A few things the NZ enterprise market doesn't have that would help it grow.
A strong enterprise community. There are startup communities, developer communities, and tech communities. But there's no strong community for enterprise technology builders specifically. The conversations about architecture, delivery, integration, and organisational change that would benefit the whole sector happen in isolation.
Patient capital. NZ's venture capital ecosystem is growing but it's oriented toward high-growth startups, not enterprise technology companies. Building an enterprise tech company takes time. The sales cycles are long. The delivery is complex. The growth curve is gradual. That doesn't fit the VC model well. Most enterprise tech companies here are bootstrapped or lightly funded, which limits their pace of growth.

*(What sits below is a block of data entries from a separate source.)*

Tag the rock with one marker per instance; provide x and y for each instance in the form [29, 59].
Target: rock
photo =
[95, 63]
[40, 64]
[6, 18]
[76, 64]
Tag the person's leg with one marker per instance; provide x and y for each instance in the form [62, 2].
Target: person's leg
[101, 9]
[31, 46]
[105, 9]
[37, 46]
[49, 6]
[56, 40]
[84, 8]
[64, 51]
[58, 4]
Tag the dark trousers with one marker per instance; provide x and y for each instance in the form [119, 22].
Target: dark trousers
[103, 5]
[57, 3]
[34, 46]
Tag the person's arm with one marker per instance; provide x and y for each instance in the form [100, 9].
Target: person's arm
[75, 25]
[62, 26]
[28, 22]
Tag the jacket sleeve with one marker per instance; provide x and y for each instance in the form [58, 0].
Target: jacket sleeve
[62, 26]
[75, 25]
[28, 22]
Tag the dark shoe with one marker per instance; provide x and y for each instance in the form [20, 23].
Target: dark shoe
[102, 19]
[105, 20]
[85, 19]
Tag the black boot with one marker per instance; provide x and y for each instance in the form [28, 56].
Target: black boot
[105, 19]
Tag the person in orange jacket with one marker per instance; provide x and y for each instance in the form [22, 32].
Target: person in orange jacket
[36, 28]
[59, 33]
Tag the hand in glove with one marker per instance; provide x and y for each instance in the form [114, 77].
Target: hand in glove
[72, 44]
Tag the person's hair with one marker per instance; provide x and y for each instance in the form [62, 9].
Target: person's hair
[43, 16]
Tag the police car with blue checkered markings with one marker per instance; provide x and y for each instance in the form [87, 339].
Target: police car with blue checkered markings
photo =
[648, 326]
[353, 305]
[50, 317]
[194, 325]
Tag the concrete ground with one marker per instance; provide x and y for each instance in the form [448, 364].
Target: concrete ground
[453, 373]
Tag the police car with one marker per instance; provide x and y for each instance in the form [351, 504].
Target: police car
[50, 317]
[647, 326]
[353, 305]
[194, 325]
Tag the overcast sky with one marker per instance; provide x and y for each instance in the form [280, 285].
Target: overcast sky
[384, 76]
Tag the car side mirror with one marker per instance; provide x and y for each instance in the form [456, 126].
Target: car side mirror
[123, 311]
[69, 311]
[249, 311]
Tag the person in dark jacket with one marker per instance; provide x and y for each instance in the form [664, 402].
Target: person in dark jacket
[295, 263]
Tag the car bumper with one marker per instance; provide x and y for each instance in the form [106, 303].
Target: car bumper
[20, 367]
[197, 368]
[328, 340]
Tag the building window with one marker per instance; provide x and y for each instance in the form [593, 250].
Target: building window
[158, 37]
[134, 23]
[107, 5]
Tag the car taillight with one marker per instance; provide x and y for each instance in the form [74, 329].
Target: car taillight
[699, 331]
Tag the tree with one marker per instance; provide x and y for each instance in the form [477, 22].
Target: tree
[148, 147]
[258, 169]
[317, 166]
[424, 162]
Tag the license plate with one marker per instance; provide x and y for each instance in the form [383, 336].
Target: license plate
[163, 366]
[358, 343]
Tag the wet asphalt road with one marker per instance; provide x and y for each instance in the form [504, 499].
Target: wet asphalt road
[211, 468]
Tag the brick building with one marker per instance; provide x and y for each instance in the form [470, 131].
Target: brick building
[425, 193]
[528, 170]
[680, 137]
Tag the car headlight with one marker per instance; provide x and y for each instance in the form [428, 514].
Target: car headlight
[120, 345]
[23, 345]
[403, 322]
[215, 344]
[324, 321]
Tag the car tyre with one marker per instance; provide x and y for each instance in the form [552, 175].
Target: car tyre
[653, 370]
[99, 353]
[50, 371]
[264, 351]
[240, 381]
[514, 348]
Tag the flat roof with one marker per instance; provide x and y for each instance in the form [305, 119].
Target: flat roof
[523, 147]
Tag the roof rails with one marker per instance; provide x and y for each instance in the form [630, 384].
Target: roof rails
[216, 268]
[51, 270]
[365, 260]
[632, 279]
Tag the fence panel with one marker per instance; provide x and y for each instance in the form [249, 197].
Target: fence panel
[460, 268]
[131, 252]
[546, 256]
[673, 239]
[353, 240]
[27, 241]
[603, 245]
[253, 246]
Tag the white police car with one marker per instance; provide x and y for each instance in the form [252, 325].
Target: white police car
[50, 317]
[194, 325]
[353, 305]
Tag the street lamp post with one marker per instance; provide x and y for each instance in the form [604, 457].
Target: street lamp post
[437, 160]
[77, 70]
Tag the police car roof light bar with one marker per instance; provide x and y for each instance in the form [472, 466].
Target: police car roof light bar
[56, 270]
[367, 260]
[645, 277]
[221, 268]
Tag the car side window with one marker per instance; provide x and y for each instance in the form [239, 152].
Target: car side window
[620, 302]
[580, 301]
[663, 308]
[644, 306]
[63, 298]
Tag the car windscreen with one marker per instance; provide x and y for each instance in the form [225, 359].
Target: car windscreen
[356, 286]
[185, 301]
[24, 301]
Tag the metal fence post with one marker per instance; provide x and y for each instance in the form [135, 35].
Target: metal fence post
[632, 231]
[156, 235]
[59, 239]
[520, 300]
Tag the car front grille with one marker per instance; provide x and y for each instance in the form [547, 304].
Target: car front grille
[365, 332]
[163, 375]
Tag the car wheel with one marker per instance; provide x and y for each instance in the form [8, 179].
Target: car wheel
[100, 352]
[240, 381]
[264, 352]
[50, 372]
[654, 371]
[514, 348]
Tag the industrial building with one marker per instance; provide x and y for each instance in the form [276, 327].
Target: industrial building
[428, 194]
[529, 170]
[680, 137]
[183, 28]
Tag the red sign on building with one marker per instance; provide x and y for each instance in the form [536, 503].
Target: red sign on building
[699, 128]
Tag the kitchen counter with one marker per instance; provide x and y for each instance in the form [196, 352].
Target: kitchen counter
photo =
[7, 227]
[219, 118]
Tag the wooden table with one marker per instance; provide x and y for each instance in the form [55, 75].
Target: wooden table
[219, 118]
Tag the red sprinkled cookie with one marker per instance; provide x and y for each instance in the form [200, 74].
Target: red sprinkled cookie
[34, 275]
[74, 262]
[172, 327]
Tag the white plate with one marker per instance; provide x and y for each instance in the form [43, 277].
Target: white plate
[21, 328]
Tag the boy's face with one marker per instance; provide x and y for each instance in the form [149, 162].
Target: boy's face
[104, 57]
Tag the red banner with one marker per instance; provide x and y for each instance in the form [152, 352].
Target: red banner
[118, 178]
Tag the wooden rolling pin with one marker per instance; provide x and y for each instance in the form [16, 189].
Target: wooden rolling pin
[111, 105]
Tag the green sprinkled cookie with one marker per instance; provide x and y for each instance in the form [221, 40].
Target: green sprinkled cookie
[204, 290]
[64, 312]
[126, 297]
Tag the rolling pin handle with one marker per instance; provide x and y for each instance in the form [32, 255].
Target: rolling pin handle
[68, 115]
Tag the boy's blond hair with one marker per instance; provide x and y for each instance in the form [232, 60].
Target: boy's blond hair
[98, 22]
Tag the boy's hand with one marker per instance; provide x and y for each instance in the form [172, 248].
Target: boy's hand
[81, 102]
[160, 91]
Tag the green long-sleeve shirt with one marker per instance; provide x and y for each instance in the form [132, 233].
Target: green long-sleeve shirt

Enterprise-experienced talent at scale. We need more programmes that develop enterprise skills specifically, not just coding skills. The gap between a competent developer and an effective enterprise developer is significant, and the market doesn't have enough of the latter.

What's Coming

Despite the constraints, the direction is positive. NZ enterprises are digitising. Government is modernising. Organisations that relied on paper and spreadsheets are reaching the point where they need proper systems.
The question for enterprise tech companies is whether the NZ market is big enough. For global ambitions, probably not. For a company that wants to do meaningful work for significant organisations within a market where relationships and reputation matter, absolutely.
We're eight years in. The market has grown in every dimension since we started. The projects are larger. The clients are more sophisticated. The expectations are higher. And the opportunity to build something that genuinely matters to New Zealand organisations is bigger than it's ever been.